Surpreendentemente, Amble só conseguiu realizar shows modestos em pubs em 2024; O primeiro show da banda em Chicago foi no Schubas naquele outono. Na época, McCaffrey trabalhava como cientista de dados na Pfizer e Cunningham, e seu colega de banda, Ross McNerney, era professor. Desde então, todos os três abandonaram seus empregos diários. “Todos nós amamos fazer shows e devemos ao público dar o nosso melhor todas as noites”, disse ele. “Esta é a mensagem de ‘The Swell’. É como uma pitada de música quando você percebe que fez a melhor coisa que já fez na vida.
Como Amble descobriu, os jovens em particular estão migrando para a música da banda, como visto recentemente em outros festivais como o Bonnaroo. “Acho que é essa a originalidade que estamos canalizando para o mundo”, disse McCaffrey, prevendo o que está por trás do boom juvenil da música irlandesa. “Cada vez que as pessoas vêm aos shows, é tão real e não há nada programado. Os shows são uma música tão grande, parece uma experiência tão compartilhada, e acho que as pessoas saem dos shows sentindo que se conhecem.

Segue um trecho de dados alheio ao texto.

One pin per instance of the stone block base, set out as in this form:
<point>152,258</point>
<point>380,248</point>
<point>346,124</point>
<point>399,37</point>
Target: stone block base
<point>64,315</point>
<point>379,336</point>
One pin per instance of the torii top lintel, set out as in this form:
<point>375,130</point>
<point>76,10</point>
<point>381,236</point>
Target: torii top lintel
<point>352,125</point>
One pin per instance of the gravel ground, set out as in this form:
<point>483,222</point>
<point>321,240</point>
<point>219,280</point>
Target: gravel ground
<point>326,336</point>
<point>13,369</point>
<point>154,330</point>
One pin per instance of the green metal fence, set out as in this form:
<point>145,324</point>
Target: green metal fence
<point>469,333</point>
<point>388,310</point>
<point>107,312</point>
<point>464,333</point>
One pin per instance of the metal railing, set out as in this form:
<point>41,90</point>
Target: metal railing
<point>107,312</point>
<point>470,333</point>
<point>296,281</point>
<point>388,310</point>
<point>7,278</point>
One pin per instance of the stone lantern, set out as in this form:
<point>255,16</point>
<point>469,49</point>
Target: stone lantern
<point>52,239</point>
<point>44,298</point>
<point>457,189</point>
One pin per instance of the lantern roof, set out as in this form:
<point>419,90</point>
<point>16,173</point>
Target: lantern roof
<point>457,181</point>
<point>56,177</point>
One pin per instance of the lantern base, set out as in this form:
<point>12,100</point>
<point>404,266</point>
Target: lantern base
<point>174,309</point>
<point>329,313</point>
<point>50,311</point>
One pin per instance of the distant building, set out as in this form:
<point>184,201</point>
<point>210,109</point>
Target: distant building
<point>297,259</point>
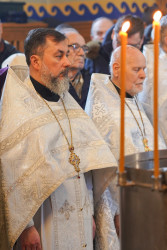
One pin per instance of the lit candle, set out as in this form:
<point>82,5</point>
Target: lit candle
<point>156,27</point>
<point>123,37</point>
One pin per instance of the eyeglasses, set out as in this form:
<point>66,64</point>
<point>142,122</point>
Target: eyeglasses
<point>77,47</point>
<point>136,45</point>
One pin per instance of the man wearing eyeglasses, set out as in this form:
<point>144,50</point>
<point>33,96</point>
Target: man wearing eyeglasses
<point>79,77</point>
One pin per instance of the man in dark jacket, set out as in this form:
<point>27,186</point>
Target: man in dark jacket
<point>6,49</point>
<point>79,77</point>
<point>100,64</point>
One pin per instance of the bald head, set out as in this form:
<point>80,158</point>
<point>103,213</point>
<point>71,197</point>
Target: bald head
<point>135,69</point>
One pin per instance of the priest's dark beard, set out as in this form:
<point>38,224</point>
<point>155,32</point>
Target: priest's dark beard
<point>57,85</point>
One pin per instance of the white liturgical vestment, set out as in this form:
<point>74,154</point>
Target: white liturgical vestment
<point>38,184</point>
<point>103,106</point>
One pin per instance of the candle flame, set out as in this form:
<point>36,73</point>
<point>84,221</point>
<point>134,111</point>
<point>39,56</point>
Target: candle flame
<point>125,26</point>
<point>157,15</point>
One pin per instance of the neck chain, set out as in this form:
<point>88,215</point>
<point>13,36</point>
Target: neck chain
<point>143,133</point>
<point>73,159</point>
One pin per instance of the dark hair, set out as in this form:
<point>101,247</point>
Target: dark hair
<point>36,41</point>
<point>136,25</point>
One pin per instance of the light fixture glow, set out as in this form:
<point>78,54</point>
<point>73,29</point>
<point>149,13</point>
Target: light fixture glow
<point>125,26</point>
<point>157,15</point>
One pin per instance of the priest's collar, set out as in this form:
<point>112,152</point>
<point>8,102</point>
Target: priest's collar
<point>119,90</point>
<point>43,91</point>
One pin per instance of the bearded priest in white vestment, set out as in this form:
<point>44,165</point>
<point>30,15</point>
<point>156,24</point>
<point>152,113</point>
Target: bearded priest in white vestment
<point>103,106</point>
<point>47,144</point>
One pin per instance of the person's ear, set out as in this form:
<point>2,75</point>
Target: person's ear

Aqui está uma olhada nas outras bandas irlandesas que tocarão no Lollapalooza na quinta-feira:
Martim-pescador: A música tradicional irlandesa ganha uma cara moderna com este trio de Limerick, que estourou com seu álbum de 2025 “Halcyon” (13:45, Tito’s Stage).
Giz: Uma performance ousada da banda pós-punk-industrial de Belfast combinaria com a formação do Nine Inch Nails (17:40, BMI Stage).
CMAT: Preparando-se para ser um dos eventos mais coloridos do fim de semana, Dubliner mistura country retrô, pop moderno e um senso de humor louco (18h30, Palco Airbnb).
-Kettama: O DJ e produtor de Galway traz muita energia com sua mistura de techno, house e trance (19h, Perry’s Stage).